Gendered product personas sharpen appeal but risk exclusion. Color and shape signals are culturally contingent — pink became "feminine" in the US only after Mamie Eisenhower's 1952 inaugural gown. Products like strawberry ice cream and Pepto-Bismol have "evaded gender tyranny." Specificity vs. inclusivity remains a core design tension.

Key Quotes

"Nurses are my teachers." — Deborah Adler (Act 2: Emotion)

"Like a character in a novel or film, each persona is trying to get something done." — Ellen Lupton (Act 2: Emotion, p. 90)

"Characters are the driving force of stories. If a product or brand was a character, what would it say and how would it move?" — Ellen Lupton (Act 2: Emotion)

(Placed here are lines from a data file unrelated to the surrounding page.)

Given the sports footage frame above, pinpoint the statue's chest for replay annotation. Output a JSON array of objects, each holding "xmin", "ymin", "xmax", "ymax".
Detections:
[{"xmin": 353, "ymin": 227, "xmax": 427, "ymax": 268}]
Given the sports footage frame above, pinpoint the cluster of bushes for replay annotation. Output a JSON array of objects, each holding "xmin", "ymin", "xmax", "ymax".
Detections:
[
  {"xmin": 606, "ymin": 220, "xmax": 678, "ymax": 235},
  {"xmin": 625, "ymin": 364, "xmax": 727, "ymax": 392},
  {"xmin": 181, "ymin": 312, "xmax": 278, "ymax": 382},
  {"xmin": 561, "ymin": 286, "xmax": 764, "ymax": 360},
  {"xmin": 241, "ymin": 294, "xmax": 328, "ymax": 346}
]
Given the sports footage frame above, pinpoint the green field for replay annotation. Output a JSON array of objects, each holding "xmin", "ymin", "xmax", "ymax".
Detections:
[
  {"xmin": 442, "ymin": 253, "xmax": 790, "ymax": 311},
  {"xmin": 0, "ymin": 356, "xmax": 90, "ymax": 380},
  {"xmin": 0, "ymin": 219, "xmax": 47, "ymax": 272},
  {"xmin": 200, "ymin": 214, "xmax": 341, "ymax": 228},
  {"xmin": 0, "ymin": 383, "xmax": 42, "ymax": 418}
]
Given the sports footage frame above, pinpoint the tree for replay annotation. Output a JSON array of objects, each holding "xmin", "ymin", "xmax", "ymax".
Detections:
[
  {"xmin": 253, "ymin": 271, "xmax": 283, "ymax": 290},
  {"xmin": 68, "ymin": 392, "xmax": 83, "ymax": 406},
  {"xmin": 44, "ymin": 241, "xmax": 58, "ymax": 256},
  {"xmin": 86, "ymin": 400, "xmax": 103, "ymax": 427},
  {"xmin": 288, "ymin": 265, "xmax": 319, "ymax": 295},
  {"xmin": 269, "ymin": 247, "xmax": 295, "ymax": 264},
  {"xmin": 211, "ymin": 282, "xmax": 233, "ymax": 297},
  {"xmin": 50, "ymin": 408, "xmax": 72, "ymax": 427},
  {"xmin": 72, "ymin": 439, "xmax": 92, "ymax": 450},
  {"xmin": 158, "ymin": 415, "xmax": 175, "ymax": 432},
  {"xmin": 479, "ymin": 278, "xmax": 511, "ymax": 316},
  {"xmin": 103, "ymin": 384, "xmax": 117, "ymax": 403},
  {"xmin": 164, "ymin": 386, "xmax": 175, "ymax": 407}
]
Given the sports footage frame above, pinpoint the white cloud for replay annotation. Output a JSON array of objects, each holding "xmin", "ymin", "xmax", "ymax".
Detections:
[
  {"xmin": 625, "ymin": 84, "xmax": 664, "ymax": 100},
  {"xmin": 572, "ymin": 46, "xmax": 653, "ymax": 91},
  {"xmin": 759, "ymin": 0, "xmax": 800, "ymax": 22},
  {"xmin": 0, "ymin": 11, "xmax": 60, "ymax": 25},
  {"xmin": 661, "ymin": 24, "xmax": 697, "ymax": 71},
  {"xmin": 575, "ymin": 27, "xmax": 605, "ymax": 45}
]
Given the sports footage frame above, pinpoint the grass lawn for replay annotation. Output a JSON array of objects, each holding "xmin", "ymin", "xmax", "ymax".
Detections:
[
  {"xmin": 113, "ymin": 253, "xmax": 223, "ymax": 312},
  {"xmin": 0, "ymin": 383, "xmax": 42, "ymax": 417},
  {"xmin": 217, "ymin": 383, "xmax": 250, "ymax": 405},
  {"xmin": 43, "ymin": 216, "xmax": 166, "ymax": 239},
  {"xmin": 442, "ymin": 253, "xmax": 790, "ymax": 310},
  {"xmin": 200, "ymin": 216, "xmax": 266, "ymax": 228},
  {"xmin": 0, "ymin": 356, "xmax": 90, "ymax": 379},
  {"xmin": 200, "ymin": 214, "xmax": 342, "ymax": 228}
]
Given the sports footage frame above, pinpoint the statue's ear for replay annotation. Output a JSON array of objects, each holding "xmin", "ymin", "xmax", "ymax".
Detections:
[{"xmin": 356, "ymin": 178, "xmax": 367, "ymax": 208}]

"The products that women depend on every day should deliver moments of delight that elevate these daily routines." — Sanjiv Mehra, EOS founder (Act 2: Emotion)

Rules of Thumb

  1. Observe before you design. Shadowing and contextual inquiry reveal tacit knowledge that interviews and surveys miss. Adler's redesign succeeded because she watched nurses work, not because she was a better designer.
  2. Build at least three personas. One persona is a mirror; three expose the gaps between different users' resources, abilities, and emotional contexts. Pair each with a goal-driven scenario.
  3. Escalate co-creation sessions from individual to collective. Warm-up (surveys, diaries, mood boards) then group exercises (positives/negatives charts, first-person narratives, association mapping). The recall-analyze-invent sequence primes participants for invention.
  4. Include extreme users. People deeply obsessed with a subject or with impairments stress-test design beyond conventional assumptions. If a product works for them, it likely works for the middle ground.
  5. Profile your product's personality. Ask users to project a lifestyle onto product images (age, occupation, housing, clothing). Misalignment between designed and perceived personality is cheaper to fix before launch.
  6. Name as narrative. Cosmetics names like "Starter Wife" and "95% Angel" evoke personas and scenarios rather than literal descriptions. Names that embed character and action transform commodities into stories.